NServiceBus Sagas, Simplified

Written by Chris Lowe and David Boike on September 2, 2016

This post is part of a series describing the improvements in NServiceBus 6.0.

In the 1960s, Shigeo Shingo, a Japanese manufacturing consultant from Saga City, Japan, pioneered the concept of poka-yoke, a Japanese term that means “mistake-proofing.” In a nutshell, poka-yoke involves saving time and cutting waste by reducing the possibility of defects. Although some number of mistakes will always occur, processes can be put in place to catch those mistakes before they turn into actual customer-facing defects.

This is a model we’ve been trying to follow with NServiceBus – not only with regards to our internal development processes, but also in our efforts to guide developers toward building message-driven systems. Through countless API design decisions over the years, we’ve been making it ever easier to use NServiceBus the right way and ever more difficult to use it wrongly. This way, developers naturally fall in to a pit of success.¹

During the development of NServiceBus 6.0 (V6), we realized that there were some common mistakes that developers tend to make when working with sagas. Just for a bit of background, a saga is an NServiceBus pattern to model long-running processes. It does this by combining multiple message handlers together with a shared “memory” retained between handling messages that are correlated together in some way. For instance, in a typical e-commerce application, a saga might bring together message handlers to respond when an order is placed and the credit card is processed so that it is only shipped when both events have been received.

In the Saga API, we found that some users were accidentally making mistakes in constructing their sagas, especially in defining how messages relate to the saga data. This was resulting in some hard-to-find bugs. By changing the API slightly in V6, we found we could prevent some of these mistakes from being made in the first place. Let’s take a look at some examples.

🔗Mapping messages to saga data

In our theoretical e-commerce example, when a message related to a specific order arrives and that message should be handled by a saga, the saga relating to that order needs to be found and invoked.

If we take the OrderId from the message, then we can find the matching saga data by querying the data store for an instance with the matching OrderId. We could even say that there’s a kind of mapping between the message’s OrderId and the saga’s OrderId – or more generally, a property on the message and a property on the saga data.
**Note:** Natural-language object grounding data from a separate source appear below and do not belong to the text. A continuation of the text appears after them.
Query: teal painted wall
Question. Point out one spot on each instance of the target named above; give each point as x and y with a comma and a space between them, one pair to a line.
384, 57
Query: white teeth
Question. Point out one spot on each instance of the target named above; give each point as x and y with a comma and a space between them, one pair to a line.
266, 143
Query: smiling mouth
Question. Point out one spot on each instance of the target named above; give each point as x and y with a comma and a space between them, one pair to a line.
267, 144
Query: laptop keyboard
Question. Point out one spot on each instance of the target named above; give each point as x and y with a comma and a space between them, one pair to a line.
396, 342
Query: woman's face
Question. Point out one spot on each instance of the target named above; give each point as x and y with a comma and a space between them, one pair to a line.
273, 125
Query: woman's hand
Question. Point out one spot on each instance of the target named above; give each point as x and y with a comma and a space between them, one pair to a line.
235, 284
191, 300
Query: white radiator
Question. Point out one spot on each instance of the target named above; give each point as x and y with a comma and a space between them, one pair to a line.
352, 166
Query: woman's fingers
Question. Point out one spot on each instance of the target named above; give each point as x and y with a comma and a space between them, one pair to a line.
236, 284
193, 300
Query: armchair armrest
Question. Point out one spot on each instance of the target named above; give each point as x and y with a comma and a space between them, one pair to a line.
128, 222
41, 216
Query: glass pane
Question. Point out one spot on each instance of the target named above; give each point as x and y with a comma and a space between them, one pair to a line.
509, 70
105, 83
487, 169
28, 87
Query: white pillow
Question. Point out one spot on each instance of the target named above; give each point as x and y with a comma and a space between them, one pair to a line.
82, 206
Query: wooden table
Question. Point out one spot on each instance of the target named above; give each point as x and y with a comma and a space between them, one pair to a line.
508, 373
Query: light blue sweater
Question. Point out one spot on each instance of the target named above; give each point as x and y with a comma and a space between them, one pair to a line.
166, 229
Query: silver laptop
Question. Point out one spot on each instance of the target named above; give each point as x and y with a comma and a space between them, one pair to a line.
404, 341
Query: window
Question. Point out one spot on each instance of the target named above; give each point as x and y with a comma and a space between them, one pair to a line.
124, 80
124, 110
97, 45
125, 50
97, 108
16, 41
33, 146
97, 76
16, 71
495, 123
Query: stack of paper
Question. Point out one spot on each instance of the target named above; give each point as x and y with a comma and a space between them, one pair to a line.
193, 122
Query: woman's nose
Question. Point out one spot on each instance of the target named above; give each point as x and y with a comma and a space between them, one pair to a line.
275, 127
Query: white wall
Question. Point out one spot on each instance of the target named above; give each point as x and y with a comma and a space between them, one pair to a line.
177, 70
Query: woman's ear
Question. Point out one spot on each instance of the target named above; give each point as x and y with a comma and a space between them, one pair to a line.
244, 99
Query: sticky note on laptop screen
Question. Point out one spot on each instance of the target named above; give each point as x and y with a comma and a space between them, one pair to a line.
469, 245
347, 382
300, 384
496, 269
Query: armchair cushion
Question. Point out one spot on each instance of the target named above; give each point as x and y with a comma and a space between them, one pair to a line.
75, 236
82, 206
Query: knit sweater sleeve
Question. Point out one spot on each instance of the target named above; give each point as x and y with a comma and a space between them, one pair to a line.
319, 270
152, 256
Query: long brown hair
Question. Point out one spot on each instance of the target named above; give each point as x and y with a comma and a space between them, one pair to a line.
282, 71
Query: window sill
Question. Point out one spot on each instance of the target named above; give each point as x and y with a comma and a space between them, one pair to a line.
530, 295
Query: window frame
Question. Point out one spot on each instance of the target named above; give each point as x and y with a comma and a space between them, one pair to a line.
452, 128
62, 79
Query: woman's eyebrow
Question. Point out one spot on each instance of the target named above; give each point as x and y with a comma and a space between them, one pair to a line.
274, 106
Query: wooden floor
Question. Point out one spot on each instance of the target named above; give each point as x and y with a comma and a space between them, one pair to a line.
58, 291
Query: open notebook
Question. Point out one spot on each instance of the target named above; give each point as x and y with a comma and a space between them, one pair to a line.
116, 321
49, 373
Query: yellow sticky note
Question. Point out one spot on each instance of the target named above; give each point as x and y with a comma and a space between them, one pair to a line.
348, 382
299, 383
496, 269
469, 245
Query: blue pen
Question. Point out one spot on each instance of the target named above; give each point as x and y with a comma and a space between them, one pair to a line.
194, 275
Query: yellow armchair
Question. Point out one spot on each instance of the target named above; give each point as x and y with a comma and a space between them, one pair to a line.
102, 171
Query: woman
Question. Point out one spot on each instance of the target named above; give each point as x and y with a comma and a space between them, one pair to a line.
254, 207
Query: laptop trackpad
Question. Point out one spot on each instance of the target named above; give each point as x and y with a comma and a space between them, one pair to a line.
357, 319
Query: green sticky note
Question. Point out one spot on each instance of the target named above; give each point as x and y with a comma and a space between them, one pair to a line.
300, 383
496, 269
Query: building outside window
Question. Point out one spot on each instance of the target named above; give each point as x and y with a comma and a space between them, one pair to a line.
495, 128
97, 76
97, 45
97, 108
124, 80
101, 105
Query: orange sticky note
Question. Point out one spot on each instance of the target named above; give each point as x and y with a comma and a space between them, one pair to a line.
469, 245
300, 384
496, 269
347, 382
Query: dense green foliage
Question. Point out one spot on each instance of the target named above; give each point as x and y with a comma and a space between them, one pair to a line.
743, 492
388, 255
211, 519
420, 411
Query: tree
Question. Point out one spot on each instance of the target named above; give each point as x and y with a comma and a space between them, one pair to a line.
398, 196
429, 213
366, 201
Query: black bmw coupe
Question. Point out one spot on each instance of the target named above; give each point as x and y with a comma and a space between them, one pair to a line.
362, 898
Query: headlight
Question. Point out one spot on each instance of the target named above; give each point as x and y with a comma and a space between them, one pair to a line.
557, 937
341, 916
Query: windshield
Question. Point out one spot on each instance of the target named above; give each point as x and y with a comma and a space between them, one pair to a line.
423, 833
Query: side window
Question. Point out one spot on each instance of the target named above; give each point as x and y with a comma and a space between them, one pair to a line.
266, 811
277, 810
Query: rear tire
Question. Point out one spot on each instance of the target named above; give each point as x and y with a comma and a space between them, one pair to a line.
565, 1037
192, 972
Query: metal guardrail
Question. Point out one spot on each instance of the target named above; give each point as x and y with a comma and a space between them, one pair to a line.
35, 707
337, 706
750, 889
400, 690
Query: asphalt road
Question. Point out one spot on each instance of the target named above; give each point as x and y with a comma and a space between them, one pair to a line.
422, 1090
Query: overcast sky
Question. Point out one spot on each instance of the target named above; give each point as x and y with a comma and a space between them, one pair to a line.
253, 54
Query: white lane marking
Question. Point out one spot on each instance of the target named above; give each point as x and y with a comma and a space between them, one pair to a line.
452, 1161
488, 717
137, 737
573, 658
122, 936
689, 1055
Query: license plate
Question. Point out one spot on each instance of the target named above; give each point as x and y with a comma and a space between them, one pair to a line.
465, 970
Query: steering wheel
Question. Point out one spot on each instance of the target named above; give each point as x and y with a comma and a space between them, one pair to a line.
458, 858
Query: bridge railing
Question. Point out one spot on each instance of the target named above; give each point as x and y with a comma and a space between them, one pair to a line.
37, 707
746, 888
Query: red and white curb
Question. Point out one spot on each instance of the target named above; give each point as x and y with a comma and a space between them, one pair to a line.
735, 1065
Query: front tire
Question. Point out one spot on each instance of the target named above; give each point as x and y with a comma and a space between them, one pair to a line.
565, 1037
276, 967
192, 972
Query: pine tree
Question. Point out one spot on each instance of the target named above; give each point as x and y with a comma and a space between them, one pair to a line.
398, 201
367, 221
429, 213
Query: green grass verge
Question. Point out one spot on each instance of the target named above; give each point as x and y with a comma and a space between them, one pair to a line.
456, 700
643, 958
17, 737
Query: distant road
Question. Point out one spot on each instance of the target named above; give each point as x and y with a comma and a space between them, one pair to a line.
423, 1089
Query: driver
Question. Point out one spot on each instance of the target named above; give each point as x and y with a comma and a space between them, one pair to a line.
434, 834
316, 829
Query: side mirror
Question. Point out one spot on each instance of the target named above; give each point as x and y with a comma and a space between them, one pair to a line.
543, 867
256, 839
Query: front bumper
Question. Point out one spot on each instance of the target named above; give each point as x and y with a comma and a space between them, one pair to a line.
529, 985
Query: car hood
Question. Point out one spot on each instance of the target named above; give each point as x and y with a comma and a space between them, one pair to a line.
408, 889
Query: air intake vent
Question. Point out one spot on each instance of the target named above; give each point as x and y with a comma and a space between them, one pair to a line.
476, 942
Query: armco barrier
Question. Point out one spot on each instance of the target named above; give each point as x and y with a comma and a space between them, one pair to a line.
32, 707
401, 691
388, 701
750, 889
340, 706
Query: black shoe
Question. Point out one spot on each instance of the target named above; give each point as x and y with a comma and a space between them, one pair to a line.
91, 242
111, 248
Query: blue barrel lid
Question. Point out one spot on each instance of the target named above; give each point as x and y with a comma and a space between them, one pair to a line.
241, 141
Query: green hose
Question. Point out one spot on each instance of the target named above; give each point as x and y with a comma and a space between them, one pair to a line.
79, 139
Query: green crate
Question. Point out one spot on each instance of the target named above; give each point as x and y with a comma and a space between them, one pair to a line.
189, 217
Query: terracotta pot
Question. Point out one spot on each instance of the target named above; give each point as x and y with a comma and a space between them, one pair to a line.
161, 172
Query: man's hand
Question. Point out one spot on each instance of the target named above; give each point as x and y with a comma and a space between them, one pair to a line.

protected override void ConfigureHowToFindSaga(SagaPropertyMapper<OrderSagaData> mapper)
{
    mapper.ConfigureMapping<OrderPlaced>(message => message.OrderId)
        .ToSaga(sagaData => sagaData.OrderId);
}

Back in NServiceBus 5.0, we made this a little more discoverable by switching the method signature on the saga base class from virtual to abstract, ensuring that the compiler would complain if the method did not exist.

However, developers often need to change sagas for existing business processes, like taking additional events into account. For example, while we were previously not shipping an order until it had been both placed and charged, we might have a new requirement to wait until the order had been approved by a customer support agent as well.

To fulfill this requirement, we would add a new message handling method to the saga for the new OrderApproved event. In this situation, it’s easy to forget that you need to add a mapping for that OrderApproved message. If forgotten, the saga infrastructure would not be able to find the correct saga data, and the saga wouldn’t end up handling the message.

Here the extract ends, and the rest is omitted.